Pierwsza wizyta w kinie czyli Dzień Dziecka II

    I kolejny pierwszy raz za nami. Wszystkimi. Bo my, rodzice, ostatni raz w kinie byliśmy ponad 4 lata temu. Tak. Naprawdę. Sami się zdziwiliśmy, że to tyle czasu. A myśleliśmy, że to było wczoraj. No dobra, rok temu. Nie, nie pamiętam, na jakim filmie.


   Chłopcy za to w życiu nie byli. No to pojechaliśmy do kina Helios w bielskiej Sferze. Musieliśmy być pół godziny przed seansem, żeby odebrać zarezerwowane bilety. Z lekkim przerażeniem myślałam o konieczności zorganizowania chłopcom czasu do seansu. Na szczęście na miejscu okazało się, że hall kinowy zamienił się w przedszkole. Baloniki, stoliki dla małych artystów, budowniczych i inżynierów, tor przeszkód i inne atrakcje skutecznie zajęły nam te 30 minut.










    Dumni po przejściu toru przeszkód, nagrodzeni za to balonami, przelecieli wszystkie stanowiska i zostali na dłużej przy stoliku młodych inżynierów. Janek sterował dźwigiem, a Julek jeździł ciężarówką i pomagał w załadunku.





    Po załatwieniu spraw fizjologicznych, które niezałatwione mogłyby załatwić nam seans, weszliśmy do sali. Swoją drogą, koło kina znajduje się rewelacyjny pokój dla matki z dzieckiem: ubikacja, wygodny, stabilny przewijak (utrzymał Julka!). stoliczek i zabawki.
       Do sali nie dało się tak łatwo wejść. Sprawdzenie biletów, wypełnienie kuponów konkursowych, odbiór dyplomów pamiątkowych i lizaków.



       Usiedliśmy. Okazało się, że na bajki poczekamy sobie jeszcze jakieś kolejne pół godziny. Siedząc w fotelach. Kiepski pomysł, zwłaszcza dla dwulatka. W tym czasie 3 lub 4 razy odbyło się losowanie kuponów. Wylosowane osoby (dzieci z opiekunami) schodziły pod ekran, gdzie brały udział w konkursach. Otrzymywały nagrody, wracały. Trwało to straszliwie długo i było niemiłosiernie nudne dla pozostałych. I nie, nie narzekam teraz, bo mi strasznie żal, że nas nie wylosowano. To naprawdę było nudne. Julek pokrzykiwał raz po raz: "Chcemy baję!". Jakieś dzieci biegały pod ekranem. Julek i inne dzieciaki biegały do stolika pod ekranem po ciastka BeBe i lizaki od sponsorów.
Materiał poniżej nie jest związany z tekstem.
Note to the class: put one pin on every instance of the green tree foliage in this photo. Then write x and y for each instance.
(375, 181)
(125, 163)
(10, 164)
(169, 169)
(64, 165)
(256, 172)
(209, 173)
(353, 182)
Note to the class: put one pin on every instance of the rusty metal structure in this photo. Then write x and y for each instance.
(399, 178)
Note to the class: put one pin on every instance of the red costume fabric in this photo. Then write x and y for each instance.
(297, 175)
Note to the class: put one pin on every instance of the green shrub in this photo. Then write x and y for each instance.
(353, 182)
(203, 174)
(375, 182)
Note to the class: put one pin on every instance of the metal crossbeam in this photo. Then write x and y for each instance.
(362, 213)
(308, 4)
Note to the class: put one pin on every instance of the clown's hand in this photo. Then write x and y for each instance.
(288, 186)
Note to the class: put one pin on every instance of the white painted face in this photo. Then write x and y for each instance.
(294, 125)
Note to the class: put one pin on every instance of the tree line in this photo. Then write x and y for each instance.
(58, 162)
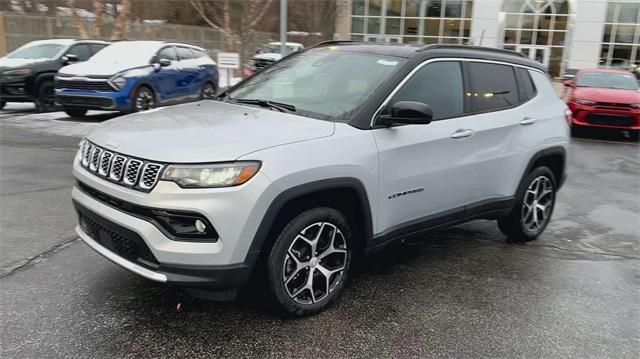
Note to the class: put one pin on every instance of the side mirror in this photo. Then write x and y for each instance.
(69, 58)
(409, 113)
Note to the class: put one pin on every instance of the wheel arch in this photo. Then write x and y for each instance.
(345, 194)
(555, 158)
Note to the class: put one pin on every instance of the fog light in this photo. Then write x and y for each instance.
(200, 226)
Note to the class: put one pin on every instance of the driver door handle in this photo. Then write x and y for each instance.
(528, 121)
(462, 133)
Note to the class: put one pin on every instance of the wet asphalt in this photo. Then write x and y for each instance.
(460, 293)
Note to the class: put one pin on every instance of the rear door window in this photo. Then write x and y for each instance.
(184, 53)
(493, 86)
(438, 85)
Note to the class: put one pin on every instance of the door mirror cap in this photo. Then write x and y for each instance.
(69, 58)
(408, 113)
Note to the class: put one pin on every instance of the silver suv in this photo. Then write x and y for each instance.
(328, 154)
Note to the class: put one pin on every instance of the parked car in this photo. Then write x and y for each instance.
(286, 181)
(132, 76)
(26, 74)
(604, 99)
(269, 54)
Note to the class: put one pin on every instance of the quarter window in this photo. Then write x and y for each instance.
(438, 85)
(493, 86)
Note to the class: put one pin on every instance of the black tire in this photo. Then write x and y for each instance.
(45, 100)
(208, 91)
(76, 112)
(143, 99)
(319, 223)
(515, 225)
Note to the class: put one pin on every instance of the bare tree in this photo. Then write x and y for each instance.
(120, 30)
(98, 11)
(82, 31)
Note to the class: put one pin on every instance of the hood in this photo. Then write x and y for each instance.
(268, 56)
(205, 131)
(607, 95)
(88, 68)
(7, 63)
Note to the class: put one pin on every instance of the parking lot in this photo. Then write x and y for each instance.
(464, 292)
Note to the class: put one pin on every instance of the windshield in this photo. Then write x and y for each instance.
(126, 54)
(320, 83)
(607, 80)
(37, 51)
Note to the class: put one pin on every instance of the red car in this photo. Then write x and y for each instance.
(600, 98)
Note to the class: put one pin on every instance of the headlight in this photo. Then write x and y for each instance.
(585, 102)
(118, 82)
(211, 175)
(21, 72)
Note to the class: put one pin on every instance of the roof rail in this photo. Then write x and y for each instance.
(478, 48)
(329, 42)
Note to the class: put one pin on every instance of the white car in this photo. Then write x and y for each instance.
(287, 181)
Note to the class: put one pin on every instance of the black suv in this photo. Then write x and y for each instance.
(26, 74)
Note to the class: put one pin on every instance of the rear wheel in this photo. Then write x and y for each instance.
(208, 91)
(309, 261)
(534, 206)
(46, 100)
(143, 99)
(76, 112)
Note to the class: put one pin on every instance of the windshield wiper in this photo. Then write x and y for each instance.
(266, 103)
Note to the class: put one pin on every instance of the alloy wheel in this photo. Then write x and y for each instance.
(537, 204)
(314, 263)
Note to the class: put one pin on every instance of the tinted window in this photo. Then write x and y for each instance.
(493, 86)
(83, 52)
(168, 53)
(439, 85)
(525, 84)
(184, 53)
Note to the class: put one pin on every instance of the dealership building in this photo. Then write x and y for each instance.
(561, 34)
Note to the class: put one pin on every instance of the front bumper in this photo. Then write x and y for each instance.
(226, 263)
(601, 116)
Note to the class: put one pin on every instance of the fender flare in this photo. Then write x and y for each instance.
(276, 206)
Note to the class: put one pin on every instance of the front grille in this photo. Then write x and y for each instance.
(84, 101)
(83, 85)
(610, 120)
(124, 170)
(116, 238)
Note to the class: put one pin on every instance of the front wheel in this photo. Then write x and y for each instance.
(534, 205)
(309, 261)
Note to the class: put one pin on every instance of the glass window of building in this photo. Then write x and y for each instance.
(538, 29)
(620, 46)
(411, 21)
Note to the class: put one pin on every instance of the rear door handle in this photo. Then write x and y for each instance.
(528, 121)
(462, 133)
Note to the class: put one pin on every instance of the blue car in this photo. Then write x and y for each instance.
(133, 76)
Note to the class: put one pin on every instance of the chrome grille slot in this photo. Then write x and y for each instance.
(117, 168)
(127, 171)
(105, 162)
(95, 158)
(131, 172)
(150, 175)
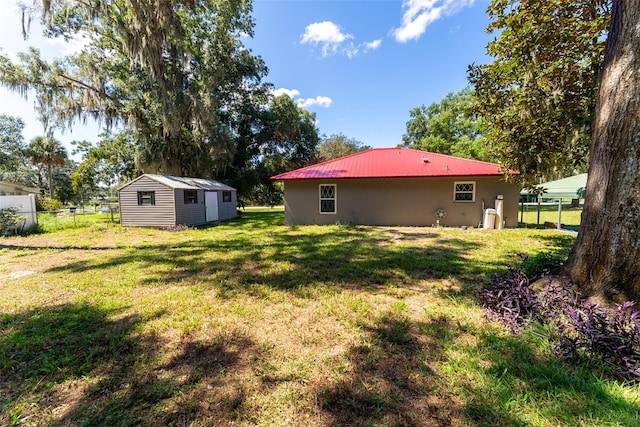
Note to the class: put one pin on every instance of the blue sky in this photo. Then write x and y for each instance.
(360, 65)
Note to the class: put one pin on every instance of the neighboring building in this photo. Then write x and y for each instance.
(399, 186)
(10, 189)
(159, 201)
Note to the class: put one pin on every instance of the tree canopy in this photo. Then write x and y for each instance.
(449, 127)
(334, 146)
(176, 76)
(48, 152)
(11, 143)
(538, 95)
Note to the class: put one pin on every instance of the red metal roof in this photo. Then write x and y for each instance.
(393, 163)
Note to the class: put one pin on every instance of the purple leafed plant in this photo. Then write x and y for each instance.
(582, 328)
(511, 300)
(614, 335)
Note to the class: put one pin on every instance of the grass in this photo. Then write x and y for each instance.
(49, 222)
(255, 323)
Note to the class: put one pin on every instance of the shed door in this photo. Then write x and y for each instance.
(211, 205)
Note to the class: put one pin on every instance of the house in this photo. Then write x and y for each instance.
(159, 201)
(24, 199)
(399, 186)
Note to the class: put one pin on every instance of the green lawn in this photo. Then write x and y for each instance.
(255, 323)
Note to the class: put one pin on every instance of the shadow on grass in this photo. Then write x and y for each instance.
(397, 379)
(290, 260)
(90, 366)
(390, 384)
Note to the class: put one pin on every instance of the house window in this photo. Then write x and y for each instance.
(464, 191)
(328, 199)
(190, 197)
(146, 198)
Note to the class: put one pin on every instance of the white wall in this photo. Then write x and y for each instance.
(27, 209)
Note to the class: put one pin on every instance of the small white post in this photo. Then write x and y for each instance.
(559, 213)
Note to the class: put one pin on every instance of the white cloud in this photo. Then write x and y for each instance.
(291, 93)
(332, 40)
(373, 45)
(322, 101)
(72, 46)
(419, 14)
(326, 34)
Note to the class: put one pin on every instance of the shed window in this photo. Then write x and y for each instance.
(190, 197)
(464, 191)
(328, 199)
(146, 198)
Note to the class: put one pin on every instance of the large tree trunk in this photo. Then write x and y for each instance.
(605, 260)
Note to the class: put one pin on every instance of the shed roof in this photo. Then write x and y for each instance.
(393, 163)
(567, 188)
(184, 183)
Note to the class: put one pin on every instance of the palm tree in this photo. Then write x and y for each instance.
(49, 152)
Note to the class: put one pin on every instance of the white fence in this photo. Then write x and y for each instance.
(27, 209)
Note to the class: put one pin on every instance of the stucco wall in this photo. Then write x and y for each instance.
(401, 201)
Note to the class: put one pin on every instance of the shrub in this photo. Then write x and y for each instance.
(511, 300)
(613, 335)
(9, 220)
(542, 264)
(582, 329)
(48, 204)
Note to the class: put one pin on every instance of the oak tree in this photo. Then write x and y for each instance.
(449, 127)
(605, 260)
(538, 95)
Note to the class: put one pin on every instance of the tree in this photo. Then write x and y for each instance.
(11, 143)
(449, 127)
(605, 260)
(48, 152)
(339, 145)
(111, 161)
(269, 141)
(538, 96)
(173, 73)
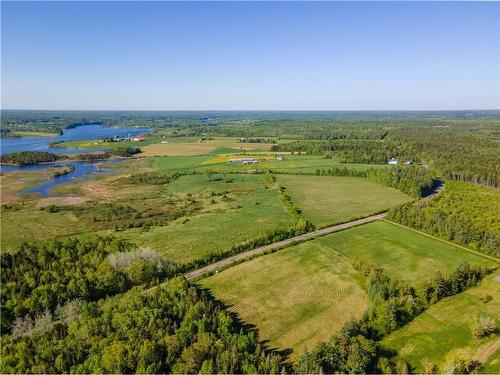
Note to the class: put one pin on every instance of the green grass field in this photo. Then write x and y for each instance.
(329, 200)
(296, 297)
(403, 253)
(249, 211)
(445, 328)
(177, 162)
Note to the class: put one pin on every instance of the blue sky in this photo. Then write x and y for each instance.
(250, 55)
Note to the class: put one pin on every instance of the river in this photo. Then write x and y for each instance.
(82, 168)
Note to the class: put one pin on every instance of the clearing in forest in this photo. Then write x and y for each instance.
(296, 297)
(233, 211)
(327, 200)
(402, 253)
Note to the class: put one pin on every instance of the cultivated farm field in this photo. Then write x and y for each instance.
(233, 213)
(296, 297)
(327, 200)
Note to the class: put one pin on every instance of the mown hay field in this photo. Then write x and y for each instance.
(327, 200)
(201, 147)
(445, 329)
(296, 297)
(401, 252)
(247, 211)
Następnym razem wejdziemy do sali o te 30 minut później.
       W końcu zaczęły się "baje". Bolek i Lolek, Reksio, Miś Kudłatek, Baltazar Gąbka, Myszka. Wszystko naszej lokalnej produkcji - ze SFR w Bielsku-Białej. Ostatnich dwóch filmów chłopcy nie zobaczyli. Wymiękli. Mieli dość siedzenia w fotelach. 
        Poszliśmy na obiecane lody. Po drodze dostaliśmy dwa baloniki (to już mieliśmy cztery). Lekko objuczeni z wyrazem twarzy: "Niczego nam już proszę nie dawać, błagamy!" (rodzice) i zachwyceni (chłopcy) dotarliśmy do Zielonej Budki. Chłopcy wybrali sobie po gałce loda. 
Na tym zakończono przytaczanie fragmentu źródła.